Operation Twist, which involves selling shorter-term debt and buying longer-term bonds to try to drive down yield of longer-term bonds, is the perfect example of that conundrum, according to Mr. Cheney.
“All these policies are also designed to drive investors into riskier assets, but what the economy is really short on is spending, not money,” he said. “The economy really needs a short-term shot in the arm and a long-term plan to rein in spending, but what we're getting right now is the opposite.”
In terms of the Federal Reserve's dual mandate of keeping inflation in check and keeping unemployment low, there is a time when reality and logic should be factored in, according to Mr. Cheney.
“In theory, they should be just as upset about unemployment being too high as they would be about inflation being too high,” Mr. Cheney said. “In order to get any kind of inflation, we would need unemployment to be below 7%,” compared with the current 8.5% range.
Inflation, which is not currently seen as a serious threat, could lead Mr. Bernanke to support an increase in the short-term lending rate, currently at between zero and 0.25%.
But this year, the Fed made the unprecedented statement that it expects to leave interest rates alone until at least 2013.
Such a strategy is not surprising because politicians never want to see a rate hike during an election year. But to publicly state such a position paints Mr. Bernanke into an even tighter corner, while simultaneously implying that the Fed does not see any real economic growth in the near future.

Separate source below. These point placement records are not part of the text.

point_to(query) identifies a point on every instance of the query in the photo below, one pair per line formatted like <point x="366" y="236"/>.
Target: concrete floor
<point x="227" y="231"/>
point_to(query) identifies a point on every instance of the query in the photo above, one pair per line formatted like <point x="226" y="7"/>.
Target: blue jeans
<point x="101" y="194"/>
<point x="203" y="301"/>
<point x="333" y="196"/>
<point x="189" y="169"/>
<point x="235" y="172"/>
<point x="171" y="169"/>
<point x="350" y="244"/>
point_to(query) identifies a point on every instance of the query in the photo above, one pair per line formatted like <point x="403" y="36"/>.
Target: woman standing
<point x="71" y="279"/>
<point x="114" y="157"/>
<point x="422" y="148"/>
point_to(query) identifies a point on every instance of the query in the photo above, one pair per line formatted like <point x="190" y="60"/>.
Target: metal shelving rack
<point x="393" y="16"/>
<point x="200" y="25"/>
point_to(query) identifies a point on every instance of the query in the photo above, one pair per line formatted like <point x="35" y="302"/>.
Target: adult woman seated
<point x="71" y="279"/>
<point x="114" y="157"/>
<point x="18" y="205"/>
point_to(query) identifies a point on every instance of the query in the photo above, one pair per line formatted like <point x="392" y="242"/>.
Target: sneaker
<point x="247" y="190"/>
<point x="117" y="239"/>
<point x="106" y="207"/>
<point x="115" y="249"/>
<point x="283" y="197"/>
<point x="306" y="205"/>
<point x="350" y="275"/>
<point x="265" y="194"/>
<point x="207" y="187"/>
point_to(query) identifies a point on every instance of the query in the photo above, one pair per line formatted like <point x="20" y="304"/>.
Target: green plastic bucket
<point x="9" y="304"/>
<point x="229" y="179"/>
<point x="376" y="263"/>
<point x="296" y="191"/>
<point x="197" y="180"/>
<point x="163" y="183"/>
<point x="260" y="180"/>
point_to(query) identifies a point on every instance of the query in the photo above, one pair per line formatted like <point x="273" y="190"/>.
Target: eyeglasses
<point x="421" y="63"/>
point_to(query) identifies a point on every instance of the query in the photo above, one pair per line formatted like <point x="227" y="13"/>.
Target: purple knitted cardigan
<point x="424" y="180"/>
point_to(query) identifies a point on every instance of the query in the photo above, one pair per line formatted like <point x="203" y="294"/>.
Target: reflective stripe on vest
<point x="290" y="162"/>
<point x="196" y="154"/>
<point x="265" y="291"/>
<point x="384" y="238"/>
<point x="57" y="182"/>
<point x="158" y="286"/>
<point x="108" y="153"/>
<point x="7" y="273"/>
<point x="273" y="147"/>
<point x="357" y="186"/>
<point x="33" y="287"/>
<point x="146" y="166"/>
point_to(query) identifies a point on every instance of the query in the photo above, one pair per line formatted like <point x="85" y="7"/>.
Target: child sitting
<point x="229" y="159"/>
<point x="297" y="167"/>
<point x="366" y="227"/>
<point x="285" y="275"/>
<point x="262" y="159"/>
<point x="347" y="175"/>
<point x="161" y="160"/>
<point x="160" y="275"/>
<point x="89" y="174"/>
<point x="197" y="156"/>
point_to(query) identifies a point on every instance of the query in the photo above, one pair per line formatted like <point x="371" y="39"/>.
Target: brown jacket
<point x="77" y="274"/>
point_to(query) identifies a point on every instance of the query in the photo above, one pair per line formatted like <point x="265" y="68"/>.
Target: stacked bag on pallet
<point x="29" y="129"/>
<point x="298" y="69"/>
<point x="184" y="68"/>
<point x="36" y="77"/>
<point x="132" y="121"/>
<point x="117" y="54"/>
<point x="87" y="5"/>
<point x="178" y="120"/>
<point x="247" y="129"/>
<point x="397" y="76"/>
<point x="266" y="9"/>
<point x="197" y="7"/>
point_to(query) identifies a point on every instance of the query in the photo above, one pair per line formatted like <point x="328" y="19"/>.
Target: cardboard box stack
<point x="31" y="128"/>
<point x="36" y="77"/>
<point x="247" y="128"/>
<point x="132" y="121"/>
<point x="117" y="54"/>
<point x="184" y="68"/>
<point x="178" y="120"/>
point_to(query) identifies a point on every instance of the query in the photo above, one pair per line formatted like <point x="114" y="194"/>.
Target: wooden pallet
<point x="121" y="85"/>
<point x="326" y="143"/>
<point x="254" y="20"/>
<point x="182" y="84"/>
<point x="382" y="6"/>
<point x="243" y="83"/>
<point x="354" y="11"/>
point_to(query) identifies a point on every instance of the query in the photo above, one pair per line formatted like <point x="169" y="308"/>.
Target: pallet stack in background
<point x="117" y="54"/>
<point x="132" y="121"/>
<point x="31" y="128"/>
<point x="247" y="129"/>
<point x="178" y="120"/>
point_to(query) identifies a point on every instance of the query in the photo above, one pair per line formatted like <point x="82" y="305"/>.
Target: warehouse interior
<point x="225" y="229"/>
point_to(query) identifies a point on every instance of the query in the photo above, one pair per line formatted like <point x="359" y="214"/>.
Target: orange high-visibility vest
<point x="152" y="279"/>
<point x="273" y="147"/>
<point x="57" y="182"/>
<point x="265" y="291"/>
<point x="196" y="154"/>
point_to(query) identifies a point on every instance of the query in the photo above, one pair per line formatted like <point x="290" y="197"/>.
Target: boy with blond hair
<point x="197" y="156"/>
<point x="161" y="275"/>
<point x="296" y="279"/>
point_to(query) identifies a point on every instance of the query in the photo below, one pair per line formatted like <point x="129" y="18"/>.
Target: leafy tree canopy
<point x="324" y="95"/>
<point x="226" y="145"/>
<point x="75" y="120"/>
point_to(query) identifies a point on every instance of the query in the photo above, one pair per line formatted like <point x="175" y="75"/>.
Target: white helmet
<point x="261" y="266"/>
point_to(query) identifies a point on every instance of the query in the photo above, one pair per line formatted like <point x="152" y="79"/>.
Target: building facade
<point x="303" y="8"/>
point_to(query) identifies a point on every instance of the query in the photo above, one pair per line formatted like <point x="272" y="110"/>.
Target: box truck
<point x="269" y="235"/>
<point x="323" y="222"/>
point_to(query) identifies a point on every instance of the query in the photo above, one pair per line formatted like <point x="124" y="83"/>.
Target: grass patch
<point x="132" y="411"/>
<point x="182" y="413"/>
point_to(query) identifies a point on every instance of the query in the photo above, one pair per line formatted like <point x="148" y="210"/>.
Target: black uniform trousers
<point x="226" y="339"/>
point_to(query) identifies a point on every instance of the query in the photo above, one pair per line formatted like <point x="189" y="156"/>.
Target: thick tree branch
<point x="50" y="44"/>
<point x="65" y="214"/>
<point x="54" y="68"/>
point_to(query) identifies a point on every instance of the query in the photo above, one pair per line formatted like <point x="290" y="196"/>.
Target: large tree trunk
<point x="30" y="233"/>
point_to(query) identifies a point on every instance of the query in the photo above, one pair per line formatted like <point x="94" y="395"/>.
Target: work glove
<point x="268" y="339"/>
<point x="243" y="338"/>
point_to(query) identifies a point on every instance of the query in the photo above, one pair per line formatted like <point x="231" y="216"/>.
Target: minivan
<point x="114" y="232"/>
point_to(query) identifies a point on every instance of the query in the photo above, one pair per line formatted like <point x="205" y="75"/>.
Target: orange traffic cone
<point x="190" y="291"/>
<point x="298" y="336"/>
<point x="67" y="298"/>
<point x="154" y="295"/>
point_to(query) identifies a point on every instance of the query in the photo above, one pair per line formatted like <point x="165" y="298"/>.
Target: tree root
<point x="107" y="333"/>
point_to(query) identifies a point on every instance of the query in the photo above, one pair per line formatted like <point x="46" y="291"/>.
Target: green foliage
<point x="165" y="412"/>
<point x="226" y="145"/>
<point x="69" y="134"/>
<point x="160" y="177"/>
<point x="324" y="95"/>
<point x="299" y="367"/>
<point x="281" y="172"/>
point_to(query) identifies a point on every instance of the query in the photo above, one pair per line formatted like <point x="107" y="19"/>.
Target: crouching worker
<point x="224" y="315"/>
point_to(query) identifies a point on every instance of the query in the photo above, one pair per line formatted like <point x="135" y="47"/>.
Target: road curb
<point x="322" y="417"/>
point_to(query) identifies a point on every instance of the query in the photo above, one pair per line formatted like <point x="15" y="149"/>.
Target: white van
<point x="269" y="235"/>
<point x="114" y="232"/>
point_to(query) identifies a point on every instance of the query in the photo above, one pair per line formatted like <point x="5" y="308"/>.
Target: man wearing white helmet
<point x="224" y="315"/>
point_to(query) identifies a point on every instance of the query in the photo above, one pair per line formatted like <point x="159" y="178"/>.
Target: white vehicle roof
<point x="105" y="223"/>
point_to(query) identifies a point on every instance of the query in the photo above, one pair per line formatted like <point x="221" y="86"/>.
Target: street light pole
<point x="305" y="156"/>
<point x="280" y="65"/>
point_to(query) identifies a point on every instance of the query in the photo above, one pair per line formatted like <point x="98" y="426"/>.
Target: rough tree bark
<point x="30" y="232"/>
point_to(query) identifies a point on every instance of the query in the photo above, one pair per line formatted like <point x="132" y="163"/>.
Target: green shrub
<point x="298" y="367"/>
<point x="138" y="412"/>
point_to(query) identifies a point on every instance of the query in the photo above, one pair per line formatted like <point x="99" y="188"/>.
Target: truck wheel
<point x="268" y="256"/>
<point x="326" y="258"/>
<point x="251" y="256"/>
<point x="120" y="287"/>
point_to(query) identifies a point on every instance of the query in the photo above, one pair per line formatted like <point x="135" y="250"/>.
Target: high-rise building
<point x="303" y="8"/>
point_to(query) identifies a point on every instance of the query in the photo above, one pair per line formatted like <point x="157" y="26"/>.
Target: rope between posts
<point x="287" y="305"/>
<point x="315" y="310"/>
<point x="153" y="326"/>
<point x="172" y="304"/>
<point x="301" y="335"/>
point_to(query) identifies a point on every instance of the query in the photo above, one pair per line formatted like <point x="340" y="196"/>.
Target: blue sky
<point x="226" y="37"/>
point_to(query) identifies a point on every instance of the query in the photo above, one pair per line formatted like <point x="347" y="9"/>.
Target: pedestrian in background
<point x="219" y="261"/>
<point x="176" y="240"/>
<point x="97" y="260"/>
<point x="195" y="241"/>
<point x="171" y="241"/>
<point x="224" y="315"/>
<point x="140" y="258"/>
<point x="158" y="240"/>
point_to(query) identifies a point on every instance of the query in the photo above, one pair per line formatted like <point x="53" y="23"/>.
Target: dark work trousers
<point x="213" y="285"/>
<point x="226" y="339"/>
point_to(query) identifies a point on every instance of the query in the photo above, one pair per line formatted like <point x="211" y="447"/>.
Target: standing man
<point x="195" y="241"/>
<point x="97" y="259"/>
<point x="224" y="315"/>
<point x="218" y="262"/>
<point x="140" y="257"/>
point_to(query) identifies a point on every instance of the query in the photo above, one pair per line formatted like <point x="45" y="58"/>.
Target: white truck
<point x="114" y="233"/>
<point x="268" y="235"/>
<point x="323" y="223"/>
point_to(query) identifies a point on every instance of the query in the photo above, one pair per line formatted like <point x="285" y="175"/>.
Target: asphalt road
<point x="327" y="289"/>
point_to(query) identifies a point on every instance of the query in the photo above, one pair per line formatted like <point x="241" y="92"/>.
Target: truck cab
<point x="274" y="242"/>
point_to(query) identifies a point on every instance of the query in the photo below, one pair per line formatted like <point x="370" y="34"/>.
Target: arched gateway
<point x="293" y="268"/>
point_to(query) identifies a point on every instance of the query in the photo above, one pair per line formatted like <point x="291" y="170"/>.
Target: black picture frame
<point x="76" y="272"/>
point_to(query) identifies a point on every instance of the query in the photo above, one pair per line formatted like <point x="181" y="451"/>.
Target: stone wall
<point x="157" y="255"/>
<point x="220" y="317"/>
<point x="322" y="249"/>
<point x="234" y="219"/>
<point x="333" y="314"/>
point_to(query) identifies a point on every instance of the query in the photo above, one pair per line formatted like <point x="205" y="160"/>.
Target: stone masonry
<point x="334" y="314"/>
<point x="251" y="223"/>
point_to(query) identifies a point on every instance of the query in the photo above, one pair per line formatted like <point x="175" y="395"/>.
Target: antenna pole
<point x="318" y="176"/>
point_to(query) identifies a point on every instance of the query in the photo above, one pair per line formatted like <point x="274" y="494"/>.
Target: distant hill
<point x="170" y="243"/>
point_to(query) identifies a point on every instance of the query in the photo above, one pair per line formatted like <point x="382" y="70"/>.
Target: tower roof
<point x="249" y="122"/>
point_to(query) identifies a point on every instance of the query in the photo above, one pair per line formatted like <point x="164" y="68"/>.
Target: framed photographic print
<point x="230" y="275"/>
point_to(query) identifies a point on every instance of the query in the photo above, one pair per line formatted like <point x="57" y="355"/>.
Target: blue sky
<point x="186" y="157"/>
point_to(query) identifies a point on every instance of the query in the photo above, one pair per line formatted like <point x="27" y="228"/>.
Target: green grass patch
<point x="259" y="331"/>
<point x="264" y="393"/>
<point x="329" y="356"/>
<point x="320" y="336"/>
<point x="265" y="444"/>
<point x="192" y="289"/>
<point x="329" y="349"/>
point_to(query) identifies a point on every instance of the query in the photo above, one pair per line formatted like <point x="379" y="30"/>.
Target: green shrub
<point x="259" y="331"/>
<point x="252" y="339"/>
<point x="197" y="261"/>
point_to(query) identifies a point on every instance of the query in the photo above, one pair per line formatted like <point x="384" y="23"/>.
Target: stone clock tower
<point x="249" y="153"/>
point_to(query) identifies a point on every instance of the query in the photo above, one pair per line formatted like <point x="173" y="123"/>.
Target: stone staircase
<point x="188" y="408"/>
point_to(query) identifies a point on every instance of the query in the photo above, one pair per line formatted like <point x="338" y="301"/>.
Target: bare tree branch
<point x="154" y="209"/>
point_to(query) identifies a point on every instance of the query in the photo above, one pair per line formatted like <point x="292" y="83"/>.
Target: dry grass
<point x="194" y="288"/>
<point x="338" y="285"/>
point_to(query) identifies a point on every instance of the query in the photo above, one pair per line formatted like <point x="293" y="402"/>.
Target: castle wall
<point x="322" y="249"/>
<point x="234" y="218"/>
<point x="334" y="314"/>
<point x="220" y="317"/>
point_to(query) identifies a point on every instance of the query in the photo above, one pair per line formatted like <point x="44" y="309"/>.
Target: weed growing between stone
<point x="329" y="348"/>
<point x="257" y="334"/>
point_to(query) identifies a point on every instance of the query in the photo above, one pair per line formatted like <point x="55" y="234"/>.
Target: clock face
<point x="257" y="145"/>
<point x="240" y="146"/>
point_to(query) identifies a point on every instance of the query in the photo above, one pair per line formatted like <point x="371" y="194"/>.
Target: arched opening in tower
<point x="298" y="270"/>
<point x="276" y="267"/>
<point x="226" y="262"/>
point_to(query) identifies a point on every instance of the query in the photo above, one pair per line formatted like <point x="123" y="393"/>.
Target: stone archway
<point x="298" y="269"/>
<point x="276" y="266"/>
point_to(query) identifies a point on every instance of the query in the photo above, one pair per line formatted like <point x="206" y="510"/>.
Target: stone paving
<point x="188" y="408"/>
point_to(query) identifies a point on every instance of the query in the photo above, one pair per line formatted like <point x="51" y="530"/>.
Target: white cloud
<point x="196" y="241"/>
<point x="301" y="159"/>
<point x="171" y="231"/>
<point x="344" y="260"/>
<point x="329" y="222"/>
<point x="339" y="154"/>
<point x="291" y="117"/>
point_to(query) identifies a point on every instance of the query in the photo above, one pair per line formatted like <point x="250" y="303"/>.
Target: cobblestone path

“I'm not sure why the Fed would have chose the target range of 2013 without knowing the complete fallout from Europe, but it paints a very dim picture of the U.S. economy,” said Kevin Mahn, president and chief investment officer at Hennion & Walsh Inc., which has more than $250 million under management and supervision.
“Ben Bernanke is in a very precarious position,” Mr. Mahn added. “If we see the economy growing at less than 2%, what tools does he have left?”